For the First Half of 2017, JPMorgan Chase generated Net Income of $13.477 Bil, up a very robust 15% from the comparable First Half of 2016 Net Income of $11.720 Bil.
On the other hand, Berkshire Hathaway posted First Half of 2017 Net Income of $8.494 Bil, down 21% from the comparable First Half of 2016 Net Income of $10.739 Bil.
So, JPMorgan Chase performed much better than Berkshire Hathaway in the First Half of 2017?
Actually, I think just the opposite.
Berkshire Hathaway has more than $150 Bil in Investments in Equity Securities on its balance sheet.
With the strong stock market in the first half of 2017, primarily driven by the surprisingly best ever 4Q 2016 Total Earnings Growth of 55% for all US Companies with stock market caps above $1 Bil which mostly wasn't disclosed by these Companies until late January 2017 or in February 2017 in their 4Q Earnings Releases, where does this economic appreciation of these Equity Securities appear on its income statement?
Well most of it isn't in Berkshire's regular Net Income. Instead, it appears in Berkshire's Comprehensive Income as Net Change in Unrealized Appreciation of Investments which was shown as a staggering $13.088 Bil Pretax for the First Six Months of 2017.
Thus, the more relevant to investors in Berkshire's First Half of 2017 Comprehensive Income was $17.909 Bil, up an incredible 138% from the $7.520 Bil of comparable earnings in the First Half of 2016. Whew!
On the other hand, JPMorgan Chase's Pretax Income for the First Half of 2017 was $18.090 Bil, up 7% from the First Half 2016 Pretax Income of $16.918 Bil.
So, why is it that growth of JPMorgan Chase's Net Income for the First Half of 2017 of 15% is more than double the 7% growth in its Pretax Income for the same period?
It's all in the fact that JPMorgan Chase used a much lower income tax rate of 25.5% in the First Half of 2017 than it did in its First Half of 2016 of 30.7%. Whoa!
What's with this dramatically lower income tax rate?

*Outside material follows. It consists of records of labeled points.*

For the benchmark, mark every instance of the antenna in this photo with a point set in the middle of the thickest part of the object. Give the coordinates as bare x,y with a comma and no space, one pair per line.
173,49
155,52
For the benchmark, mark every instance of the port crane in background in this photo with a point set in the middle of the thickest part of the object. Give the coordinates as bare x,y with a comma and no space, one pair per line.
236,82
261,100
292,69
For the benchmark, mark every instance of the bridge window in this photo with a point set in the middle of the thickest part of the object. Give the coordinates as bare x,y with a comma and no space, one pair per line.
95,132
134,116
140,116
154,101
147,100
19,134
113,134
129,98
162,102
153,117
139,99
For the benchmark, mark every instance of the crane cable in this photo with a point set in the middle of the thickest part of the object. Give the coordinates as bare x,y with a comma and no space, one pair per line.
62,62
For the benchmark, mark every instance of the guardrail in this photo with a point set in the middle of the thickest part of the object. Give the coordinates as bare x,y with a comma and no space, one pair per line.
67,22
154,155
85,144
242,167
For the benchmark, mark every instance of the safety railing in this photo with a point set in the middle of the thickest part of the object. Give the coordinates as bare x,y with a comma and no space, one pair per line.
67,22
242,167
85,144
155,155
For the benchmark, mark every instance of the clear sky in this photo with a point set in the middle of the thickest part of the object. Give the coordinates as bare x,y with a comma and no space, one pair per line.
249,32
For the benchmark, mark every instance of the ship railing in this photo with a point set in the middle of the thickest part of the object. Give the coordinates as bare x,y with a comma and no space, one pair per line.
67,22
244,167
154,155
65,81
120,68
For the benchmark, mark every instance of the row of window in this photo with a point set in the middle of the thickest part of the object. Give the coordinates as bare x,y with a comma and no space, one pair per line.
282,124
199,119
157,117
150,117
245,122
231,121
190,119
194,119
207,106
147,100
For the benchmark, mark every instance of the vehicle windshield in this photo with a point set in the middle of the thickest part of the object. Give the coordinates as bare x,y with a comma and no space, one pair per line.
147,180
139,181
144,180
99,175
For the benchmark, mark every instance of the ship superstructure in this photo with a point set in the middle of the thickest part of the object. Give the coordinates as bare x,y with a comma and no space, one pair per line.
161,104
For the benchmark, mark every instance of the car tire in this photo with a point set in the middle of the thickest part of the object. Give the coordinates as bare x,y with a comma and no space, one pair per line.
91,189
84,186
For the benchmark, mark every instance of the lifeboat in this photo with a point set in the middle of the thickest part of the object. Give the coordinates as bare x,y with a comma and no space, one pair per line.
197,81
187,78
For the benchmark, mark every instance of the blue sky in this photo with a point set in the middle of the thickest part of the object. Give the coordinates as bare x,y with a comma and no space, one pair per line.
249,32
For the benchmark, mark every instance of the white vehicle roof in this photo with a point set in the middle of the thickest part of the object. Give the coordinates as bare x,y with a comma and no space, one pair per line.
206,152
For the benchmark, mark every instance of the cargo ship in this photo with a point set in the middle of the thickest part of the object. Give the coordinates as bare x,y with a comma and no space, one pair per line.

Well, I good chunk of it came from JPMorgan Chase lobbying successfully to change how its Subpart F foreign income is treated in the tax loophole laden PATH Act of 2015.
So can you see why CEO Jamie Dimon is now so loudly and aggressively lobbying for another huge income tax break for JPMorgan Chase?
The last one roughly more than doubled JPMorgan Chase's earnings growth in the First Half of 2017.
And after tax earnings growth drive stock prices and JPMorgan Chase's higher level executives receive a lot of their compensation in the Company's stock.
If Donald Trump gets his wish to dramatically lower the US Federal Income Tax Rate on Foreign Earnings Repatriated back to the US, only one thing is certain ..... just like it did last time, no US jobs were created in the aggregate, instead many jobs were lost from the layoffs occurring as a result of the many large mergers from this massive amount of cash repatriated back to the US.
I couldn't say it more boldly ..... Foreign Earnings Repatriation Results in Substantial Income Inequality Expansion.